I due punti all'ordine del giorno, tuttavia, nonostante la loro tecnicità, non hanno avuto vita facile: polemiche sono state sollevate dal consigliere Giampaolo circa la sua mancata convocazione, e dunque partecipazione, alla conferenza dei capi gruppo. Un fatto, questo, che lo stesso Giampaolo in consiglio definisce 'imbarazzante ed infelice' , ma che dall'altra parte potrebbe non sussistere dal momento che, essendo stato eletto quale rappresentante delle 12 liste da lui costituite ed in seguito proclamatosi al seguito del partito Realtà Italia, non rappresentato in Consiglio, farebbe decadere la sua richiesta.

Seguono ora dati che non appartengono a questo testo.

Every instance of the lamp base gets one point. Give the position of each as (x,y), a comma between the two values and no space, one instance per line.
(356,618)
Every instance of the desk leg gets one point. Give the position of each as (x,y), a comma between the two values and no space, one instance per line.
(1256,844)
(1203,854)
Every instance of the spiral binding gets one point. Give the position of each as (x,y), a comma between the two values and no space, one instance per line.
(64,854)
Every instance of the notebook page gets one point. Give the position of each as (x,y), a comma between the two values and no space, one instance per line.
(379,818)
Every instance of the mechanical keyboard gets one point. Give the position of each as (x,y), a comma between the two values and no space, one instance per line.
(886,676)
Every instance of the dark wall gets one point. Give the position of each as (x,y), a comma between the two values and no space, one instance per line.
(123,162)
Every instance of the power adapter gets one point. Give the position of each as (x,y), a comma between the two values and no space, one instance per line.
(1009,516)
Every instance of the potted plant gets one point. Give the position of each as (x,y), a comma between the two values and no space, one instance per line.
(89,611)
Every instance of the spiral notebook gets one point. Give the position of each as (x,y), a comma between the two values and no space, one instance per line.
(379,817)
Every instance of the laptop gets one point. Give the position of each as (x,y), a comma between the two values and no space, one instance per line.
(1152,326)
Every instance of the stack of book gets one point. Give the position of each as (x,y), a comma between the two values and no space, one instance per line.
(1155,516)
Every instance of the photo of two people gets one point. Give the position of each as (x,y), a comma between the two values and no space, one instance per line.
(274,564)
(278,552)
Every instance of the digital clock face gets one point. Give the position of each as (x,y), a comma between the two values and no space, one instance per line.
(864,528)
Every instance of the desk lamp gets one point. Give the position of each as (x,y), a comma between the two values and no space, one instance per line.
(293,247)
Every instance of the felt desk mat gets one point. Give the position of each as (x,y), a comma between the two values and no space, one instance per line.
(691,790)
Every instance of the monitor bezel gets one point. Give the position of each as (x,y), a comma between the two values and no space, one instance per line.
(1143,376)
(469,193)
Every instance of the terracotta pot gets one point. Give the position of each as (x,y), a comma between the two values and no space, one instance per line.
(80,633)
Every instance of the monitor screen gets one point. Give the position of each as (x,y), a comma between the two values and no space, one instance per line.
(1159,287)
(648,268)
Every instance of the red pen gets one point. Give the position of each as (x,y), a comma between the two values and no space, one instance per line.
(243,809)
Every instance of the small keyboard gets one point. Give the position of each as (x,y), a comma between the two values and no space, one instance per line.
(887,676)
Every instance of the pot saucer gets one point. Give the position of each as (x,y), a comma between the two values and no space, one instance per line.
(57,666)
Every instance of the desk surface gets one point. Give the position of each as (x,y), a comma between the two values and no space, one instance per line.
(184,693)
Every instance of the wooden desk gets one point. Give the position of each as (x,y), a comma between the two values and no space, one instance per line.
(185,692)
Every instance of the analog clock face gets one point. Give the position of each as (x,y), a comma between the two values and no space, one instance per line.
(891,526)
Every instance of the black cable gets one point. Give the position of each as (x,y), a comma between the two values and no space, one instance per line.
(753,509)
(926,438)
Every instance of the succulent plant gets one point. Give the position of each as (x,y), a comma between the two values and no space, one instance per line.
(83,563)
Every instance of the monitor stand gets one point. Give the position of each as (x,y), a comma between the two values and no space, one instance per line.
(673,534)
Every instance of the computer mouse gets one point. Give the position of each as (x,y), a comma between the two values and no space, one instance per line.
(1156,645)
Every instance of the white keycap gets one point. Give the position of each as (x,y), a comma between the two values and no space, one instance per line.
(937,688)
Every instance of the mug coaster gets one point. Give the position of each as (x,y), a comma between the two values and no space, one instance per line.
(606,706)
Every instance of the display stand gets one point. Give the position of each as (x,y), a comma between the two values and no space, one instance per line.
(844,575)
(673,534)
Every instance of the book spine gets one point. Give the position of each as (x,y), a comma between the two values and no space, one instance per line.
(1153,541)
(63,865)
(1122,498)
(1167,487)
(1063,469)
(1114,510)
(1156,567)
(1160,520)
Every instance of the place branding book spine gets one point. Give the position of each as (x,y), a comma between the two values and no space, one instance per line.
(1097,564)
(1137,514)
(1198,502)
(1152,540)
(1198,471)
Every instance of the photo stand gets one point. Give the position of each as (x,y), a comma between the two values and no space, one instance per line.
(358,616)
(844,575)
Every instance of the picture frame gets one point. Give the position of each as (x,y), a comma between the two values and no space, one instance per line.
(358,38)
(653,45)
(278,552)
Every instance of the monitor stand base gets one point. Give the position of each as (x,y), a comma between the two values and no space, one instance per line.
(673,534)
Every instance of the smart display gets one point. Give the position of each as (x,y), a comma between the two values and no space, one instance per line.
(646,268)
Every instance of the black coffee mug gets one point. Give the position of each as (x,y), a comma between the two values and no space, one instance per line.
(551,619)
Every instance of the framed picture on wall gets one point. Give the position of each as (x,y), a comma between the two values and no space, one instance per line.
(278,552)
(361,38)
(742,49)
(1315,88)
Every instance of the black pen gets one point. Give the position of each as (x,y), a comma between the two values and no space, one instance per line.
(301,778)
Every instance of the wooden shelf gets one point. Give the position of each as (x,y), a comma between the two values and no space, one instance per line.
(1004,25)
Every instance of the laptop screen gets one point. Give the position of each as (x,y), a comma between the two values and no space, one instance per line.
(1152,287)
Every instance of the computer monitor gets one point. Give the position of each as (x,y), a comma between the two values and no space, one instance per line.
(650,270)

Questione controversa, dunque, che pare non trovare una risposta certa, ma che ha scatenato gli interventi del consigliere Delliturri e di alcuni membri dell'opposizione, che hanno tutti appoggiato, tramite anche esplicita dichiarazione di voto, la costituzione e la conservazione delle quattro commissioni consiliari, i cui membri sono stati ridotti da 9 a 7 (4 di maggioranza e 3 di opposizione) per snellire il peso amministrativo ed economico di una rappresentanza che sarebbe così l'anticamera del Consiglio. Unico voto contrario, dunque, quello del consigliere Giampaolo, a fronte di parere favorevole da parte di tutto il Consiglio, che ha appoggiato la costituzione delle commissioni così ripartite: quella inerente al Bilancio e alla Programmazione, quella sull'Urbanistica, l'edilizia e i lavori pubblici, quella sulle politiche sociali, l'istruzione, la cultura e il turismo, e la quarta sull'agricoltura, l'ambiente, il commercio e le attività produttive.

Il secondo punto all'ordine del giorno, quello sull'approvazione del rendiconto di gestione 2013, ha visto fare il suo esordio ufficiale l'assessore Di Ciolla, che ha letto la delibera in merito e riassunto le attività dell'ufficio di ragioneria presieduto dal dott. Tetro. Un esordio, tuttavia, che pare non essere piaciuto alla minoranza: "non siamo tutti esperti economi", ha tuonato Minguccio Altieri, appellandosi forse alla poca 'praticità' dell'assessore con i modi e gli interventi in consiglio. É l'inizio per tutti, insomma, anche per chi non è abituato a sedere tra i banchi della sala consiliare, ma nonostante ciò dimostra comunque la propria professionalità. Polemiche anche da parte della maggioranza sul rendiconto 2013, su cui Delliturri ha votato contro, lamentando tutte quelle spese che il comune avrebbe potuto evitare, programmando una gestione più precisa e più oculata. Voti contrari anche da parte della minoranza, che polemizza altresì contro l'atteggiamento del vicesindaco Pinuccio Valenzano, in quale in tempi non sospetti pare aver votato contro la delibera che ne stabiliva i termini di programmazione.

Si tirano le fila di un altro consiglio che ha visto primeggiare l'opposizione,realmente decisa a rendicontare qualsiasi provvedimento presentato dalla maggioranza e a decidere le sorti di un'attività amministrativa che si profila di faticosa attuazione per i prossimi cinque anni.